Estimating validator missed rewards and opportunity cost

This is the first in a series of post-Merge methodology introductions and upgrades that we plan at Rated, in order to more accurately express the realities of this new landscape.

Context

The concept of missed rewards attempts to capture the other half of “opportunity cost”, that penalties accrued does not. In the pre-Merge era of the Beacon Chain, missed rewards are a little more straightforward to calculate, as there is an objective, spec-based standard to measure against. In the post-Merge era, however, the introduction of priority fees and MEV to the mix, complicates things as semantics influence methodology and so on.

Proposed methodology

We believe missed rewards should be viewed in two separate tracks; Consensus and Execution layer missed rewards. The two tracks are really the heart of the methodology/calculation, such that :

total_missed_rewards == consesus_missed_rewards + execution_missed_rewards

While the high level aspect of the methodology is straightforward, the component pieces are less so. We have developed two separate sections in our methodology that discuss the approaches we are proposing in detail.

Consensus layer missed rewards

This section is more straightforward, as there is an objective standard (the Beacon Chain spec) by which we can build back up to rewards left on the table for less than perfect performance.

We think the crucial element here is correct interpretation of the spec.

Execution layer missed rewards

This section is a lot less straightforward, as there is a lot of subjectivity involved in setting the bar for what constitutes opportunity cost. For example, when a proposer misses a block should the value that they missed be judged by the value of the next block? Or should it be judged by the maximum bid seen in a MEV Relay for that specific slot? Or perhaps the average?

We have outlined what we think are 4 distinct approaches in the documentation.

Call to action

We’d like to invite the community to participate in helping guide and hardening the methodology before we freeze and deploy. The end result will power features in the front-end and most likely, modulate the outputs of downstream integrations––like Nexus Mutual’s slashing and downtme insurance policy.

4 Likes

@eliasimos nice post, thanks for putting it together!

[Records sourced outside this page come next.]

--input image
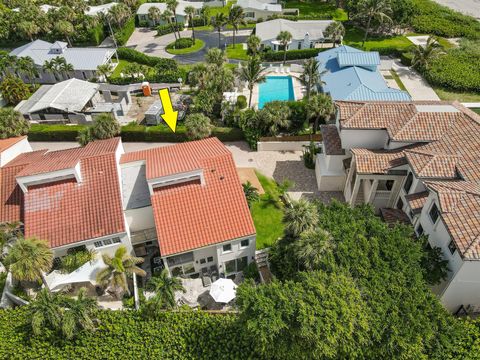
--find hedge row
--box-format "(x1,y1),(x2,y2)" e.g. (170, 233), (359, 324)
(412, 0), (480, 39)
(28, 124), (244, 142)
(115, 17), (135, 45)
(0, 307), (259, 360)
(262, 49), (324, 61)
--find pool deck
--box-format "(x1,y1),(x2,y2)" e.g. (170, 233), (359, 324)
(242, 67), (303, 109)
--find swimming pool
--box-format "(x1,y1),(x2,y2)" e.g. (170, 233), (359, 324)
(258, 76), (295, 109)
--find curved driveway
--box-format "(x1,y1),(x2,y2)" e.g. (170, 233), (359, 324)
(126, 28), (250, 64)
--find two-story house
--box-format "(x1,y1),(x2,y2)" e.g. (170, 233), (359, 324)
(0, 137), (255, 286)
(316, 101), (480, 312)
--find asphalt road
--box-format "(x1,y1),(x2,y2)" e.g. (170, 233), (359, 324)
(434, 0), (480, 19)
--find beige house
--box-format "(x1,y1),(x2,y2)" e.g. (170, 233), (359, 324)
(316, 101), (480, 312)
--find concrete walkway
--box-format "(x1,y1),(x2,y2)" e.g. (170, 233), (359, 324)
(392, 60), (440, 100)
(30, 141), (343, 202)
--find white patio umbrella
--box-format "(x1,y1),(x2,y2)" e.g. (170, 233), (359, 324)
(210, 278), (237, 303)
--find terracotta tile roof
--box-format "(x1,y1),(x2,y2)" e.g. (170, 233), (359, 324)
(320, 125), (345, 155)
(425, 181), (480, 260)
(120, 138), (230, 179)
(405, 191), (429, 214)
(351, 148), (407, 174)
(0, 136), (26, 153)
(0, 150), (46, 223)
(17, 138), (120, 176)
(0, 139), (125, 247)
(133, 138), (255, 255)
(380, 208), (410, 226)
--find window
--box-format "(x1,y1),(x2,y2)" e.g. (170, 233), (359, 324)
(237, 256), (248, 272)
(225, 260), (236, 274)
(397, 198), (403, 210)
(448, 240), (457, 255)
(416, 224), (423, 236)
(428, 203), (440, 224)
(240, 239), (250, 248)
(403, 173), (413, 194)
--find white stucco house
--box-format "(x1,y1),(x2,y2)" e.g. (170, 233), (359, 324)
(0, 137), (256, 282)
(315, 101), (480, 312)
(10, 40), (116, 84)
(254, 19), (333, 51)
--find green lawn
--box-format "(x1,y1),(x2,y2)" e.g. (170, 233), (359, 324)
(251, 172), (284, 249)
(227, 44), (248, 60)
(343, 27), (413, 51)
(432, 86), (480, 102)
(165, 39), (205, 55)
(285, 0), (347, 21)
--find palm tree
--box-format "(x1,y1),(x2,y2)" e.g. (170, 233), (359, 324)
(61, 288), (97, 340)
(16, 56), (38, 84)
(239, 57), (267, 107)
(247, 34), (262, 56)
(306, 93), (335, 133)
(184, 6), (195, 43)
(55, 20), (75, 46)
(356, 0), (392, 46)
(29, 289), (63, 336)
(228, 5), (247, 47)
(242, 181), (260, 207)
(97, 64), (111, 81)
(161, 9), (177, 40)
(5, 238), (53, 289)
(300, 58), (326, 99)
(148, 6), (162, 26)
(412, 35), (444, 71)
(283, 199), (319, 238)
(205, 48), (227, 68)
(17, 21), (41, 41)
(277, 31), (292, 65)
(325, 21), (345, 47)
(146, 269), (185, 310)
(293, 229), (334, 271)
(96, 246), (146, 299)
(167, 0), (182, 39)
(210, 13), (228, 49)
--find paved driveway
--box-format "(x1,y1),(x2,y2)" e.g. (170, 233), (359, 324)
(126, 28), (251, 64)
(434, 0), (480, 19)
(30, 141), (343, 202)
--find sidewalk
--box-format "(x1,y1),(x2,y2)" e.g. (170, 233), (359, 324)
(392, 60), (440, 101)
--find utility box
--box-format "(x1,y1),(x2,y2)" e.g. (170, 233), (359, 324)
(145, 100), (163, 125)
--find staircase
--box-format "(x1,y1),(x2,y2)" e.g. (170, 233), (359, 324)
(255, 249), (273, 283)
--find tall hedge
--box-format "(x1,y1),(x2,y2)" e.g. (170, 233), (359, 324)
(28, 124), (244, 143)
(0, 307), (258, 360)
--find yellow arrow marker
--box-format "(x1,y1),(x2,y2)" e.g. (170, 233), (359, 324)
(158, 88), (178, 132)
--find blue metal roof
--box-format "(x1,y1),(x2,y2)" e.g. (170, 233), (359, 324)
(317, 46), (411, 101)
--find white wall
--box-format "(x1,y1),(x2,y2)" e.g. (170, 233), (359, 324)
(340, 129), (388, 150)
(0, 138), (32, 167)
(125, 206), (155, 232)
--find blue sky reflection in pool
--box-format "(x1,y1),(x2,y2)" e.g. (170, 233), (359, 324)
(258, 76), (295, 109)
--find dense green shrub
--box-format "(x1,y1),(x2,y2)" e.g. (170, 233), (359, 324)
(424, 42), (480, 92)
(156, 23), (184, 36)
(0, 307), (258, 360)
(167, 38), (194, 49)
(28, 124), (243, 142)
(412, 0), (480, 39)
(262, 49), (322, 61)
(114, 17), (135, 45)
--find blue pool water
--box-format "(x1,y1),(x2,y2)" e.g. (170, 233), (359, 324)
(258, 76), (295, 109)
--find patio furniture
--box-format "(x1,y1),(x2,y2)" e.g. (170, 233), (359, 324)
(210, 279), (237, 303)
(202, 276), (212, 287)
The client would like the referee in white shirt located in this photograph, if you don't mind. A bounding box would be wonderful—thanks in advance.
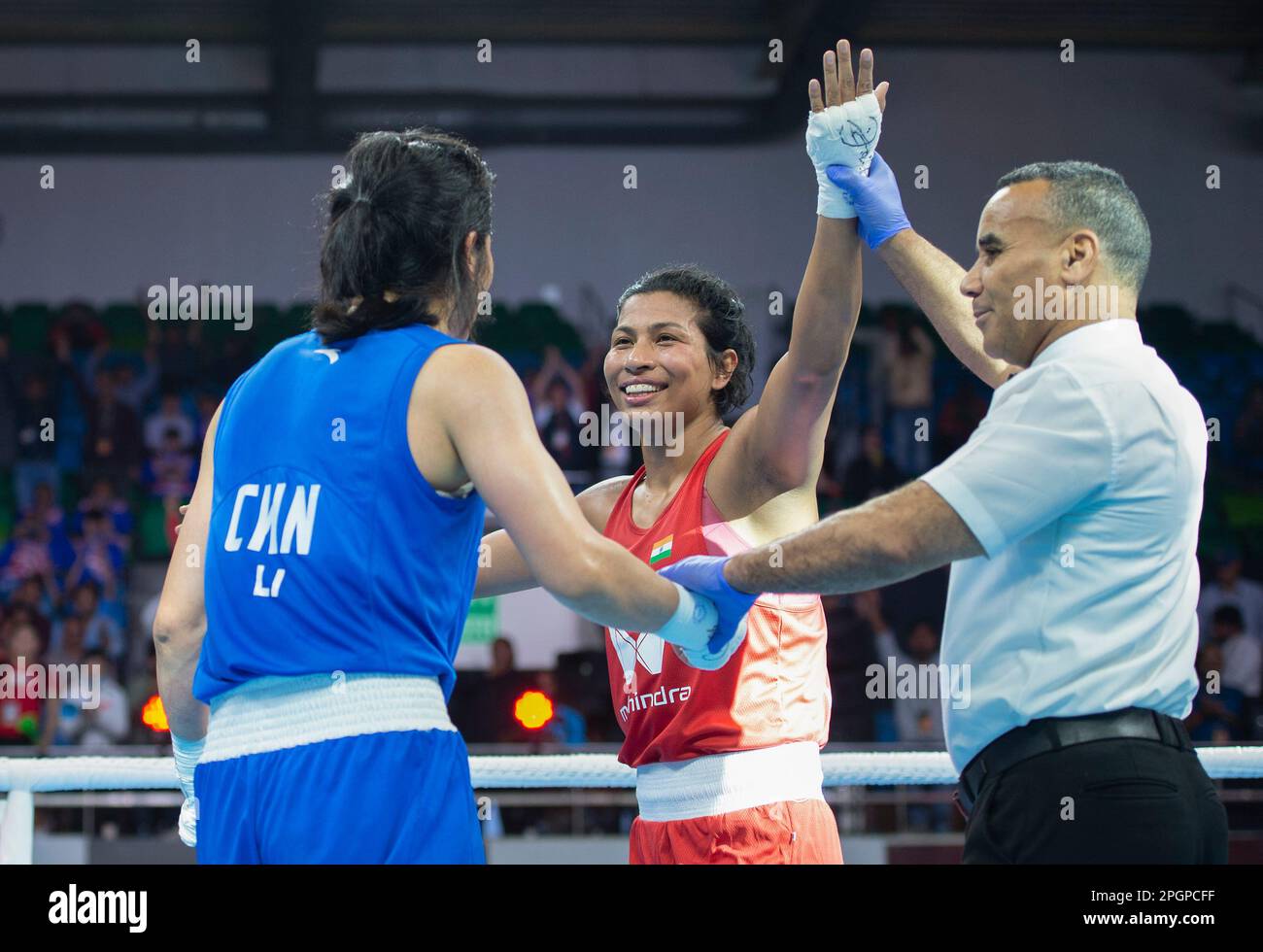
[673,161,1228,863]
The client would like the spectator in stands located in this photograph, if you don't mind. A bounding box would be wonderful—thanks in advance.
[50,300,109,351]
[842,426,905,506]
[9,576,60,624]
[84,341,158,416]
[1197,547,1263,641]
[146,392,196,454]
[194,391,223,447]
[66,509,125,602]
[821,590,894,744]
[0,605,51,650]
[48,615,85,664]
[1234,383,1263,476]
[154,319,198,393]
[530,347,600,493]
[934,379,986,462]
[75,358,144,482]
[578,344,639,482]
[876,619,951,749]
[43,652,131,747]
[1210,605,1263,719]
[0,497,64,595]
[0,333,21,472]
[75,476,133,552]
[487,636,518,681]
[140,426,197,502]
[535,670,588,744]
[878,312,935,476]
[13,372,62,511]
[53,582,126,663]
[1184,641,1246,744]
[0,624,43,745]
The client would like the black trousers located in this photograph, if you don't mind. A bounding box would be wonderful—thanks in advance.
[964,737,1228,864]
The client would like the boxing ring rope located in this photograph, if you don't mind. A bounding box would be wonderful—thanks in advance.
[0,746,1263,864]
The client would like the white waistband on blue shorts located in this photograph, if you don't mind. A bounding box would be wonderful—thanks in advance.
[199,674,456,764]
[635,741,825,822]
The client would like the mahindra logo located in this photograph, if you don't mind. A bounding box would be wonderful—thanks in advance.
[610,628,666,690]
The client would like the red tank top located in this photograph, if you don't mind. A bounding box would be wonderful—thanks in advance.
[605,430,833,766]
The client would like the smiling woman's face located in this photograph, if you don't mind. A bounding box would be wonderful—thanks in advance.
[605,290,729,421]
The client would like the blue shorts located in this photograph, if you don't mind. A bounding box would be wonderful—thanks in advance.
[193,730,487,864]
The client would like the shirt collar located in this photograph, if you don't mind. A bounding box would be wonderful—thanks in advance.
[1031,317,1144,367]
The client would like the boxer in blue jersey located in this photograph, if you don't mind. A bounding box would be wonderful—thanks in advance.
[154,130,740,863]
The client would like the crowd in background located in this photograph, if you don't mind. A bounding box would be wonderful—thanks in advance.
[0,303,1263,747]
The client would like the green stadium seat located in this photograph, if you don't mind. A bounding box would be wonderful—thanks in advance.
[136,498,171,560]
[101,303,149,354]
[9,303,53,357]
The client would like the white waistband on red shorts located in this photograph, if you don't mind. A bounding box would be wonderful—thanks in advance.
[198,674,456,764]
[635,740,825,822]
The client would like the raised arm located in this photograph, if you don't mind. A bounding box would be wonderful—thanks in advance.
[474,476,631,598]
[829,149,1018,387]
[153,396,220,740]
[427,346,712,641]
[716,39,889,496]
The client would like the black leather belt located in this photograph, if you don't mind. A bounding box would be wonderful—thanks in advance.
[952,707,1192,820]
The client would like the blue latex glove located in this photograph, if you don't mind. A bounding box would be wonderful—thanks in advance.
[658,556,759,670]
[826,153,912,250]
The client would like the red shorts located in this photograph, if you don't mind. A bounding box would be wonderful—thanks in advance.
[631,799,842,867]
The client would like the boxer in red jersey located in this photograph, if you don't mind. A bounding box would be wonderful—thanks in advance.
[475,41,887,864]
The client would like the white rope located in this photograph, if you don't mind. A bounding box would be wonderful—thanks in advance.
[0,746,1263,793]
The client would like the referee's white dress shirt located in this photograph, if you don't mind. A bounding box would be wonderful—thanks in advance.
[922,320,1207,770]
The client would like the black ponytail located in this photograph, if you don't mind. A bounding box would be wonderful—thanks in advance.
[312,129,495,344]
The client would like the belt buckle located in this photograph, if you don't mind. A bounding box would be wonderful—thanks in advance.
[951,784,973,823]
[951,758,986,822]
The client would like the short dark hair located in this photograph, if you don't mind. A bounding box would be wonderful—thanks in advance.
[312,129,495,344]
[995,160,1152,293]
[616,264,754,417]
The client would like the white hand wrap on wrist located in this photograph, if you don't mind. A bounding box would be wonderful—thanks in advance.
[171,733,206,846]
[807,92,881,219]
[654,582,719,650]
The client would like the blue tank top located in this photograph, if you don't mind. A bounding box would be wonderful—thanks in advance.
[193,325,485,702]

After going through the details my preference is for Approach 1. I value simplicity and accessing all info on-chain very highly.

The downsides with regards to inaccuracy at the operator level (eg if an operator doesn’t run mev boost then they might get overly penalised) don’t seem to be easily adjusted for without relying on further data that likely introduces spurious accuracy. Also, making adjustments to more accurately capture these differences (like in Approach 4) opens the ratings to potential bias in the future if new services arise that may need to be differentiated for. In the end, the validator set-ups will always be slightly different and result in different performance baselines and trying to account for all of these will introduce complexity and judgement into the calculations.

Intuitively it seems much better to rely on a consistent simple and easily reasoned calculation.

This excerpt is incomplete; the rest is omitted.